Compression seems low

It seems like the amount of compression I’m getting with Druid is less than I would expect. I can take the records I’m storing in Druid and get 8-12x compression using default gzip compression, but with Druid only get 2-3x (HDFS then takes it and gets another 3x).

Is there some setting I’m missing? Or does Druid just not compress well? It seems like it should do a good job because it is a column-store, which usually makes compression better…

Any thoughts?

Thanks!

Ron Hay

Advanced Developer

Arbor Networks

Thanks for taking an interest! Compression is something we have been taking a lot of baby steps (and big steps) on in the last year.

Currently the dimension values are not compressed, meaning if you have very large dimension names with high cardinality (ex: full URLs with query params) then you won’t get that great of compression.

What druid version are you using? Since compression has changed notably “recently”, your results are going to vary depending on which version you are using.
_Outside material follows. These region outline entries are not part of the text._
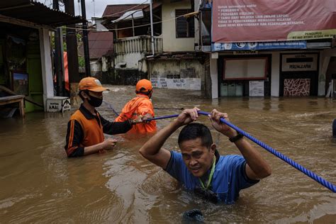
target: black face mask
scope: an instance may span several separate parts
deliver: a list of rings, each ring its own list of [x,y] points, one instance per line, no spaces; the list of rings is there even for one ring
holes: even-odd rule
[[[94,97],[90,95],[90,99],[88,99],[87,101],[91,106],[94,107],[99,107],[103,103],[103,99]]]

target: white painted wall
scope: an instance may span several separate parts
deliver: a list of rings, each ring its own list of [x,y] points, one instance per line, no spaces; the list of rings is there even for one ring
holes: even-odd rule
[[[154,87],[201,90],[204,85],[204,65],[197,60],[155,60],[150,62],[150,67]],[[167,75],[179,75],[179,78],[168,78]]]
[[[162,40],[164,52],[194,51],[194,38],[177,38],[175,9],[191,9],[189,1],[162,1]]]
[[[54,96],[50,39],[49,38],[48,30],[40,28],[39,33],[42,65],[42,82],[43,84],[43,103],[45,111],[46,111],[47,99]]]
[[[336,48],[323,50],[320,54],[318,96],[324,96],[325,93],[325,75],[331,57],[336,57]]]
[[[115,57],[115,65],[117,65],[118,63],[125,62],[127,69],[138,69],[139,61],[144,57],[145,55],[140,52],[119,55]]]

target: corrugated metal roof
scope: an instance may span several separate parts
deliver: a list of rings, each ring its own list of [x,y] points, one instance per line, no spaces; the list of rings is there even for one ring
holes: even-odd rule
[[[122,4],[122,5],[107,5],[103,13],[104,18],[119,18],[123,13],[130,10],[142,9],[148,6],[148,4]]]
[[[33,0],[0,1],[0,14],[32,23],[57,27],[82,23],[80,16],[74,16],[48,8]]]
[[[111,32],[89,32],[89,52],[91,59],[101,58],[113,52],[113,34]],[[83,45],[79,46],[79,55],[84,55]]]

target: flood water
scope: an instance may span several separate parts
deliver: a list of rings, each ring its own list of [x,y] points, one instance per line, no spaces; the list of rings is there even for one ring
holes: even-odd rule
[[[108,86],[104,100],[120,111],[134,86]],[[329,181],[336,184],[336,101],[324,98],[206,99],[199,91],[155,89],[156,116],[197,106],[227,112],[230,121]],[[177,109],[174,109],[176,108]],[[114,113],[105,104],[106,118]],[[336,220],[336,194],[260,147],[272,175],[240,191],[234,205],[213,204],[184,191],[138,153],[147,138],[113,136],[106,154],[68,159],[64,150],[71,113],[33,113],[0,120],[0,223],[179,223],[201,210],[206,223],[314,223]],[[157,122],[161,128],[170,119]],[[199,122],[210,125],[205,116]],[[239,154],[212,130],[221,155]],[[178,132],[164,147],[177,150]],[[111,138],[111,136],[106,136]]]

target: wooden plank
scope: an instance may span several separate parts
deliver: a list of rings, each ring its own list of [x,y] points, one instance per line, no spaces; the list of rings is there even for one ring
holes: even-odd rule
[[[1,85],[0,85],[0,90],[4,91],[6,91],[6,93],[8,93],[8,94],[12,94],[12,95],[16,95],[16,94],[14,91],[13,91],[12,90],[11,90],[11,89],[8,89],[8,88],[4,86],[1,86]],[[33,104],[34,104],[34,105],[42,107],[43,108],[44,108],[43,105],[42,105],[42,104],[40,104],[40,103],[37,103],[37,102],[33,101],[32,99],[30,99],[27,98],[27,97],[25,96],[24,96],[25,100],[27,101],[28,101],[29,103],[33,103]]]
[[[0,97],[0,106],[18,103],[18,108],[20,110],[20,115],[21,116],[21,117],[24,117],[25,116],[24,99],[25,99],[25,96],[23,95]]]

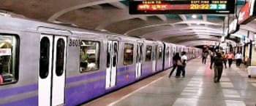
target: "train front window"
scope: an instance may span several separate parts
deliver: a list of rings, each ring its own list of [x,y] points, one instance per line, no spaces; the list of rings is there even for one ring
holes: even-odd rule
[[[162,46],[159,46],[159,54],[158,54],[158,58],[161,59],[162,58]]]
[[[56,73],[58,76],[61,76],[64,72],[64,49],[65,49],[65,42],[62,38],[60,38],[57,41],[56,62]]]
[[[18,39],[0,34],[0,85],[18,81]]]
[[[99,42],[82,41],[80,52],[80,71],[99,70]]]
[[[39,76],[45,78],[49,74],[49,51],[50,41],[47,37],[43,37],[40,41],[40,60]]]
[[[169,57],[169,54],[170,54],[170,52],[169,52],[169,46],[167,46],[167,48],[166,48],[166,57]]]
[[[152,46],[146,46],[146,60],[145,61],[151,61],[152,58]]]
[[[133,44],[124,45],[124,65],[131,65],[133,62]]]

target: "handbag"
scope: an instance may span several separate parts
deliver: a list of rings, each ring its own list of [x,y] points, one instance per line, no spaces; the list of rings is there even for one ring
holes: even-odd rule
[[[178,61],[177,61],[177,65],[182,65],[181,61],[181,60],[178,60]]]
[[[177,65],[177,61],[176,60],[173,60],[173,65]]]

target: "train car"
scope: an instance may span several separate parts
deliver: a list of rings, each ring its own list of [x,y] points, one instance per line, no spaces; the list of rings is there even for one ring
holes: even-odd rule
[[[77,105],[170,68],[182,51],[24,19],[0,17],[0,105]]]

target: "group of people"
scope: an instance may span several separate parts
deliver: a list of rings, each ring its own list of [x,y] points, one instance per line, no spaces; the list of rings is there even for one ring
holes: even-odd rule
[[[228,62],[228,66],[229,68],[231,67],[231,65],[233,63],[233,60],[236,60],[236,67],[240,67],[240,65],[242,62],[242,54],[241,52],[238,52],[234,55],[232,52],[229,52],[228,54],[225,54],[224,52],[219,52],[223,57],[223,62],[225,65],[225,68],[227,68],[227,61]],[[207,51],[205,51],[202,54],[202,64],[206,64],[206,59],[208,57],[208,52]],[[210,57],[211,57],[211,62],[213,61],[213,57],[214,56],[217,56],[217,52],[211,52]]]
[[[236,56],[234,56],[232,52],[229,52],[227,54],[225,54],[224,52],[220,52],[219,51],[211,53],[210,69],[212,69],[212,65],[214,65],[214,83],[219,82],[222,74],[223,67],[225,66],[225,68],[227,68],[227,60],[228,61],[228,66],[230,68],[232,62],[235,59],[236,60],[236,67],[240,67],[240,64],[242,61],[242,54],[241,52],[236,53]]]
[[[185,52],[181,52],[181,57],[179,55],[178,52],[176,52],[175,55],[173,57],[173,70],[170,71],[169,74],[169,78],[172,76],[173,71],[177,68],[177,71],[176,74],[176,77],[178,78],[181,76],[181,73],[183,77],[185,77],[185,68],[187,65],[187,56],[186,55]]]

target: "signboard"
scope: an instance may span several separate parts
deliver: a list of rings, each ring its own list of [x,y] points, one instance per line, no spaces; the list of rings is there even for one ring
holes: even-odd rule
[[[87,50],[87,54],[95,54],[95,53],[96,53],[96,50],[95,49]]]
[[[246,24],[255,18],[255,0],[250,0],[239,11],[238,23]]]
[[[11,49],[0,49],[0,56],[10,56],[12,55]]]
[[[233,14],[235,0],[130,1],[129,13]]]
[[[234,33],[239,30],[239,25],[237,24],[238,20],[235,19],[230,24],[228,29],[228,33]]]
If you REALLY want to see what is taking up the space, you can look at the meta.smoosh file in the index.zip blobs from your deep storage (we do this on occasion to see if we can better-optimize some of our data stores)

it will look something like this:

v1,2147483647,1
__time,0,415956928,416288124
some_dim_1,0,0,40666
some_dim_2,0,40666,81415
some_dim_3,0,81415,184262
some_dim_4,0,184262,227321

``

The first row has to do with versioning, but for the other rows:

The first column is the dimension name, and the third and fourth column are the byte bounds per “thingy you can ask about in a query”

The second column is an index to specify which #####.smoosh file you want (usually its just 0 for 00000.smoosh)

There is currently no way to specify methods to maximize compression of the compressed indices (for example: ordering dimensions within a particular query granularity to optimize bitmap size by maximizing run lengths) but such an optimization would probably require query path changes as well, and it is not immediately clear that such a change would result in a net speed improvement.

Thanks for the response - it looks like we’re moving ahead with a more advanced prototype to test with some of our customers, so I’m starting to dig deeper into Druid. (I wrote a proof of concept over the summer and had solid success). Compression is a big issue, as our customers would potentially storing huge amounts of data.

I’m using .7.1.1 currently. Would I see significant improvements with .8.1?

It seems like compression would almost always help with queries, given the biggest bottleneck is getting the data off the disk - especially in TopN and other accumulative queries that have poor cache performance because the data is significantly bigger than memory.

Ron

Ron,

We implemented significant compression changes in 0.7.3 and 0.8.0, so you should give 0.8.1 a try.

It should reduce your data size quite a bit, especially if you have relatively sparse dimensions.

In our experience with real-world data, we’ve seen segment sizes reduce by 50% on average, but it’s hard to tell without knowing the nature of the data.

Try it out and let us know!

Thanks,

Xavier

huge

Great news! I’ll grab it and give it a shot and let you know.

Thanks again for the quick responses - they are a big reason I’ve been willing to continue advocating Druid for this project.

Ron

It is worth noting that after extensive testing, we settled on lz4 for compression as a great balance of space and speed (you can choose between lz4, lzf, and uncompressed). So you may not get as good of compression as gzip, but you should get better speed than gzip.

I’m also curious to ask what you are setting for your query granularity and what your rollup ratio is. Having good rollup can dramatically reduce the volume of data you have to store.

We’re not using rollup at the moment (queryGranularity of “none”), although that is an option I want to explore - we’re storing a type of netflow data, incidentally. Our product already stores netflow in a “rolled up” state, what I’m working on is to store things in a more raw form, hence why I haven’t messed with queryGranularity yet.

But thanks for the pointer, it is something I had forgotten I want to test. How well does rollup with data with lots of dimensions (30+)?

Ron

Hey Ron,

The efficacy of rollup depends on how often you see events with the same combinations of dimension values. It’s really dependent on your particular dataset and on your choice of dimensions. One example is that if you had a pageviews dataset with ‘url’, ‘browser’, ‘referrer’, ‘country’, and ‘session_id’ dimensions, you would probably not get great rollup, because there aren’t going to be a ton of events from the same session_id on the same url. But if you drop the ‘session_id’ dimension, rollup would probably improve quite a bit overall.

In production, I often see 40x reduction in size of raw data when we enable rollup.